At his own door Marion met him with a kiss, a thing so unusual that it had a kind of solemnity in it. "My good, wonderful father!" she whispered, "there is no man can preach like you!" His heart beat pleasantly to her love and admiration, and, though Mrs. Caird only looked at him as he took his place at the table, he was as well satisfied as he had been with Marion's greeting. He could see that she had been weeping. The light of prayer was on her face, and from the whole household he heard the silent psalm of thanksgiving.

That day he remained at home, and on Monday he did the same. He thought he was honestly "working day and night as men work on a railway when the bridge is broken." Something had gone wrong between God and his soul. The Power with the multitude which had been given him he still retained, but that wonderful faculty within us which feels after and finds the Divinity did not respond to his call. Yet he knew well that we have our being in God, that God's ear lies close to our lips, that it is always listening, that we sigh into it, even as we sleep and dream. Why did not God give him again the personal joy of His salvation?

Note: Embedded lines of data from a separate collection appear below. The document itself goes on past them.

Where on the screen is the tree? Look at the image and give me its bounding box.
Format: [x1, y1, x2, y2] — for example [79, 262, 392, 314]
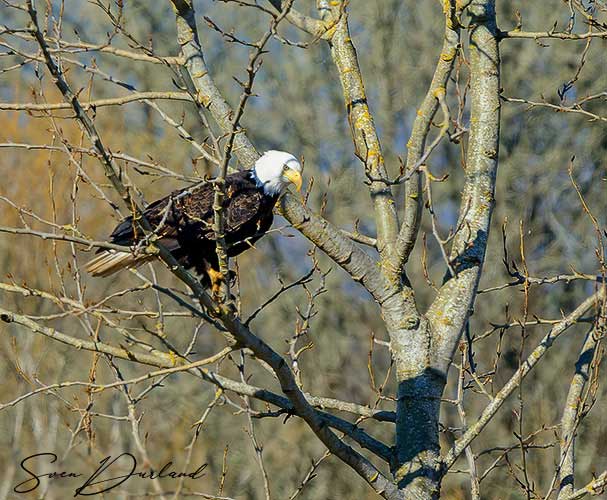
[0, 0, 607, 499]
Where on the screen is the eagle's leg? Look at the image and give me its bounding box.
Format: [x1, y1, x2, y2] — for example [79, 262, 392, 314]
[207, 267, 224, 297]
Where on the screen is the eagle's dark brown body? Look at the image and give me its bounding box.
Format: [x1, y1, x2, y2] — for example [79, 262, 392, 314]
[87, 171, 278, 286]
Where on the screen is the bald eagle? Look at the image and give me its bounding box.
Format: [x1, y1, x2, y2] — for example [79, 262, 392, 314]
[86, 151, 302, 291]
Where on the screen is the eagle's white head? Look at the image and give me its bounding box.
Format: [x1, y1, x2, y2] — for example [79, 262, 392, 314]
[253, 151, 302, 196]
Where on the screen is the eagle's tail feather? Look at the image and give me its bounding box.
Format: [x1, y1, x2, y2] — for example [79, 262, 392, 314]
[85, 250, 153, 277]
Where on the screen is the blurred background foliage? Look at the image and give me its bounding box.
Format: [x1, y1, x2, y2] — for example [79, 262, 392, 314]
[0, 0, 607, 499]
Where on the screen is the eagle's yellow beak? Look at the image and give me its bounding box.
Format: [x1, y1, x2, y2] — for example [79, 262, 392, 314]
[282, 168, 303, 192]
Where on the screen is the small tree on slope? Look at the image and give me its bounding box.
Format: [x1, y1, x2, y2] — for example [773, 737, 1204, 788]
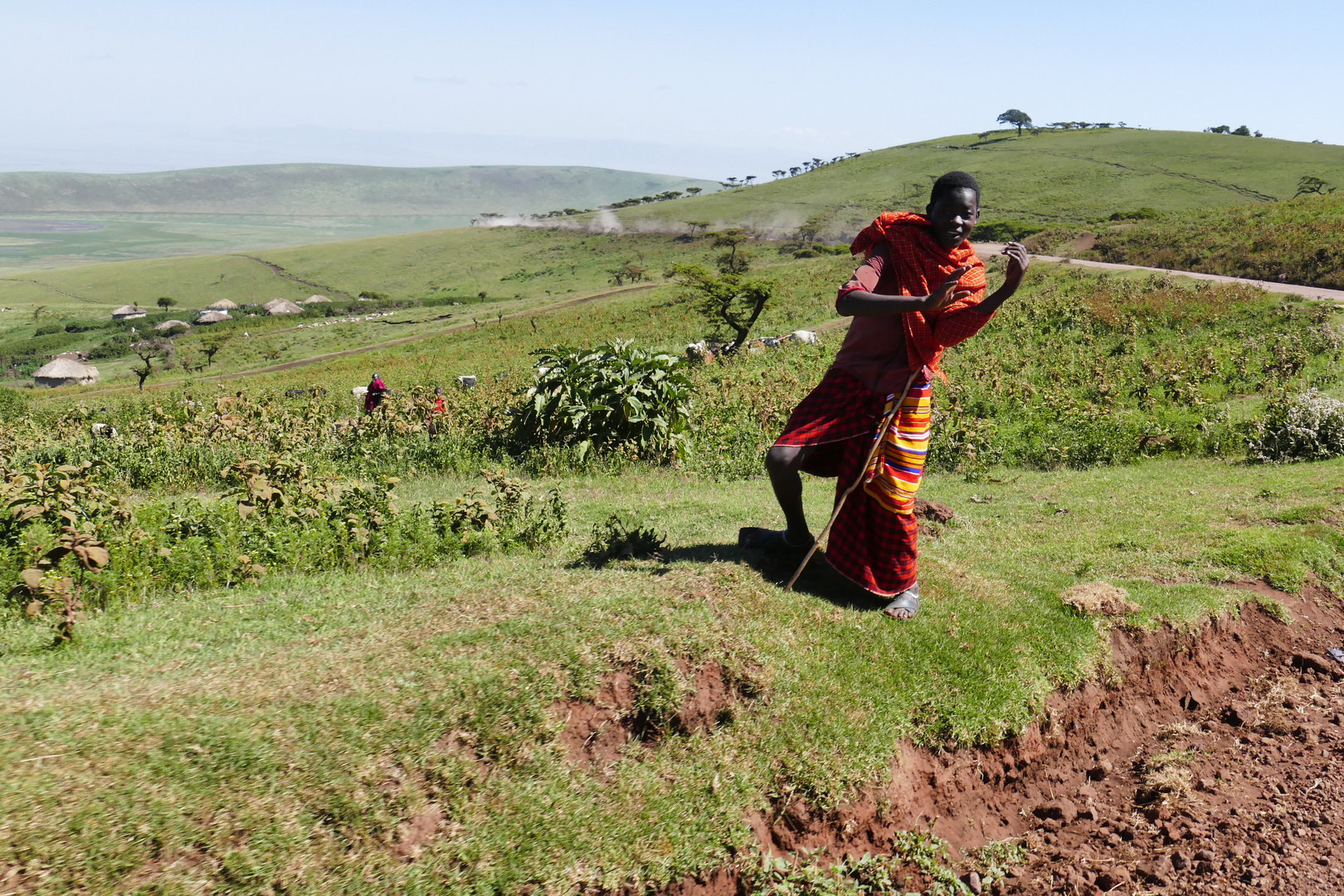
[997, 109, 1031, 137]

He walked hour after hour all Monday up and down his study, examining and defending himself; for this attitude is almost certainly our first one when we come penitently to God. Yet Dr. Macrae knew well that only with blinding tears and breaking heart can the sinner go to His Maker and plead: "Cast me not away from Thy Presence, take not thy Holy Spirit from me. Restore unto me the joy of Thy Salvation."

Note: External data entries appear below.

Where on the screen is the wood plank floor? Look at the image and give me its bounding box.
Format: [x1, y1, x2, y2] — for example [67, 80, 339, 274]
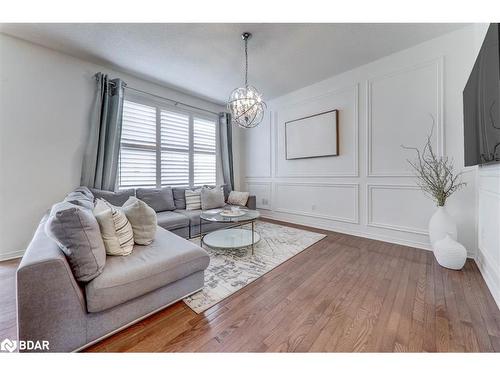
[0, 223, 500, 352]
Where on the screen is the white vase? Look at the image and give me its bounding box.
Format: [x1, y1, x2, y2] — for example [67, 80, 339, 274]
[429, 206, 457, 246]
[433, 234, 467, 270]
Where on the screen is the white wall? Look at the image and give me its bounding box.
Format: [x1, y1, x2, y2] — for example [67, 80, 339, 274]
[240, 27, 484, 256]
[0, 34, 223, 260]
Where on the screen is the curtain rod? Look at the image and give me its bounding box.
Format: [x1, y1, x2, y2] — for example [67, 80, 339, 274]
[95, 73, 219, 116]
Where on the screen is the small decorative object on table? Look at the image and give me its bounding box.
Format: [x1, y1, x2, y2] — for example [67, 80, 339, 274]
[401, 119, 467, 269]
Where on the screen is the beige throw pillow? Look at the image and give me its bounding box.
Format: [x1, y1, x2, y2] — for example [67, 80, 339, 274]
[122, 197, 157, 245]
[227, 191, 250, 206]
[94, 199, 134, 255]
[184, 189, 201, 210]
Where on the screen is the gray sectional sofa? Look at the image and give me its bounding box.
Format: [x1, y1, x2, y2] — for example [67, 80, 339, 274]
[91, 186, 256, 238]
[16, 185, 255, 352]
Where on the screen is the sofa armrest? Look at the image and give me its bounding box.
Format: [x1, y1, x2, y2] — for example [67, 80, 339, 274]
[247, 195, 257, 210]
[16, 222, 87, 352]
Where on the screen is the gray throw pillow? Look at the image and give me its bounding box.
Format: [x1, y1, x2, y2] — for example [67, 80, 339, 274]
[122, 197, 157, 245]
[90, 188, 135, 207]
[172, 188, 186, 210]
[136, 186, 175, 212]
[203, 184, 231, 201]
[45, 202, 106, 282]
[201, 186, 225, 210]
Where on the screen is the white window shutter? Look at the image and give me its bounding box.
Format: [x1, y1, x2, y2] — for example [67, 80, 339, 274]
[160, 111, 189, 186]
[118, 100, 156, 189]
[118, 100, 217, 189]
[193, 117, 216, 186]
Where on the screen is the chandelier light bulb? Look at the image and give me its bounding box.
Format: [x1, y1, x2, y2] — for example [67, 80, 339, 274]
[227, 33, 266, 128]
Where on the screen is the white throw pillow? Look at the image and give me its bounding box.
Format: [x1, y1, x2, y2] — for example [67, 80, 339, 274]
[122, 197, 157, 245]
[184, 189, 201, 210]
[227, 191, 250, 206]
[94, 199, 134, 255]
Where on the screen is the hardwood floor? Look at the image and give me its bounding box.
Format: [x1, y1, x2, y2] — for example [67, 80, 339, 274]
[0, 220, 500, 352]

Tuesday he was physically weary and when he opened the book he was considering, Hugh Miller's "Red Stone," he could not read it. The words passed before his eyes, but his mind refused to notice them, and he threw down the volume and resigned himself to religious reverie. His eyes were on his closed Bible, and he was recalling in a regretful mood the power and splendor of its promises and assurances. He was "feeling after God, if haply he might find Him," trying to call up arguments for his existence, his personality, His loving and constant interflow into the affairs of men. But he had lost the habit of Faith, and was continually finding himself face to face with the incomprehensible problems which Science may propound but can never answer: Whence come we? Whither do we go? Why was man created? Why does he continue to exist? What has become of the vast multitudes of the dead? What will become of the vaster multitudes that may yet tread the earth?

But ever when he reached the outermost rim of this useless thought, these awful and sacred questions still called to his soul for an answer. Indeed, he felt acutely that he had not gained from Science any intelligible religious system; nor yet any belief which he could profess, or which he could defend from an assailant. He could find in it nothing that a man could have recourse to in the hour of trouble, or the day of death; and, when Mrs. Caird came into his study about the noon hour, he felt compelled to speak to her. With a quick, nervous motion he laid his hand upon some books at his side and complained wearily:

"All they say about God is so terribly inadequate, Jessy."